I met the neighbor and she was a pleasant, 30-something woman of Indian heritage who also lived in the building. After we exchanged pleasantries, I asked her, "So what's wrong with the building", figuring i'd get the dirt now.

"Mice.", she replied.

Dammit!

One of the greatest things about my apartment is that we never had vermin issues. Nor did we have any major insect issues, except for the occasional ant invasion that was easily destroyed. Never had cockroaches. Saw an occasional spider.

My neighbor explained that the building across the street from ours was under construction and she surmised that the mice from there ran across the street into our building. My only caveat is that she is on the Willow side of the building as and i'm on the Clinton side (the building spans the entire block, and has 7 floors).

She also noted that the building did hire an exterminator, and was actively combating the problem. Also said that it wasn't an infestation, but it was a fairly good annoyance. She said that it seemed to be getting better.

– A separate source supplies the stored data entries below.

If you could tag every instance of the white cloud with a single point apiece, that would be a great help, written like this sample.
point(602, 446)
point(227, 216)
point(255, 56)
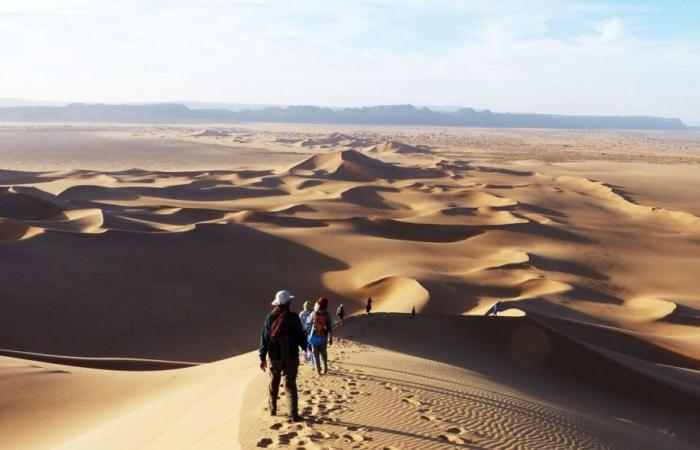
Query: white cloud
point(552, 56)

Armed with that, I certainly plan to have my contractor look over my apartment for any holes that the mice could wiggle through. The building is concrete poured, not like some of the newer construction that is flimsier and easier to infest/tunnel. Unless the mice have super concrete eating teeth, i'm sure this problem can be managed. I fully expect that once I move in, i'm going to be very active with monitoring this issue with the building management & rallying the tenants to combat it. I told my neighbor that i'm that kind of guy - i'd be the guy printing off 60 copies of "How To Combat a Rodent Problem" from the internet and going to everyone's door handing out the pamphlets.

If I find that mice are a problem, I will go to the ASPCA and get 2 cats for my apartment. My old cat, Honey, was a great mouser - she used to catch mice all the time at my sister's old farmhouse and even caught one at my first apartment on Bloomfield street. She was nice enough to leave it in the middle of the kitchen floor for us, as if to say "Surprise! Look what I got for you!"

I'm kidding about getting two cats. Man, I hope the mice issue isn't that bad. I guess I will have to add to my list of things to do is get an exterminator to look over my apartment.

Oh, and i'm feeling much better today. 95% back to normal. Just a small twinge of stomach pain remains and I still have 2 Cipro tablets to take today, so I hope I will feel 100% by tomorrow or the next day.